| This is good news (probably?), but wanted to chime in with a tangent. Also going to preface this by saying I have struggled with weight my entire life and have lost and gained substantial weight through diet alone, always gaining it back and then some — but I think I found something that has worked for me and I have been reflecting on what I wish I was told a long time ago. It's not necessarily a problem to be "obese", meaning you can have extra fat on top of muscle but also be metabolically healthy. In those cases, the extra weight is just causing your calfs to be huge. Instead of focusing on getting skinny, I started focusing on getting strong. All of a sudden diet was a supplemental tool to this goal, and not the main thing.

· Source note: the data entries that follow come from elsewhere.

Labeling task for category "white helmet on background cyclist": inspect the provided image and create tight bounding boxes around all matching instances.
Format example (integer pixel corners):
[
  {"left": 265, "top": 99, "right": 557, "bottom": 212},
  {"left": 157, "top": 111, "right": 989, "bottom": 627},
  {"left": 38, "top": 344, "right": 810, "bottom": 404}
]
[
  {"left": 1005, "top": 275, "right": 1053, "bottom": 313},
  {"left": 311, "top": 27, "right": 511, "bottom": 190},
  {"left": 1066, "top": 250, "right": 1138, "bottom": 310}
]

I just made sure to eat more protein, and if I had a "bad day" of eating, I chalked it up to my body having more energy to synthesize new muscle :) Before a bad day would "undo" days of suffering on an energy deficit, and I would just give up. But if you frame it as: look, you have struggled your entire life to be 'thin', when in reality, your ability to be obese was a hidden superpower. Stop fighting it and lift weights, you were probably _made_ for this! In this context I'm weirdly happy with my genetics? there are so many "hard gainers" that do everything in their power to put on 10bs so they can gain muscle. I'm gaining muscle without hardly trying. How many other obese, inactive people are like me and would respond amazingly to resistance training ALONE as well? I focused on strength training and protein for a long time when I started, that was fun and easy, and my body composition started to change. Then I started to notice the changes, and now I have purposeful short-duration "cuts" in my routine and it seems like at some point I'll eventually not be obese. Just trying to say that I wonder what would happen if people were told, "hey, you don't need to diet right now, just come in and train twice a week and eat more protein". Of course "energy toxicity" is absolutely real, but lean body mass can improve health markers A LOT before worrying about that. |
What does your plan look like long-term? Are you just going to keep gaining muscle and working out for the rest of your life, or do you plan to stop?
Obviously your TDEE is going to go up with more muscle. I wonder if there's a stable point where you can eat a 'normal' (read: not protein heavy) diet while working out, so that muscle is only maintained.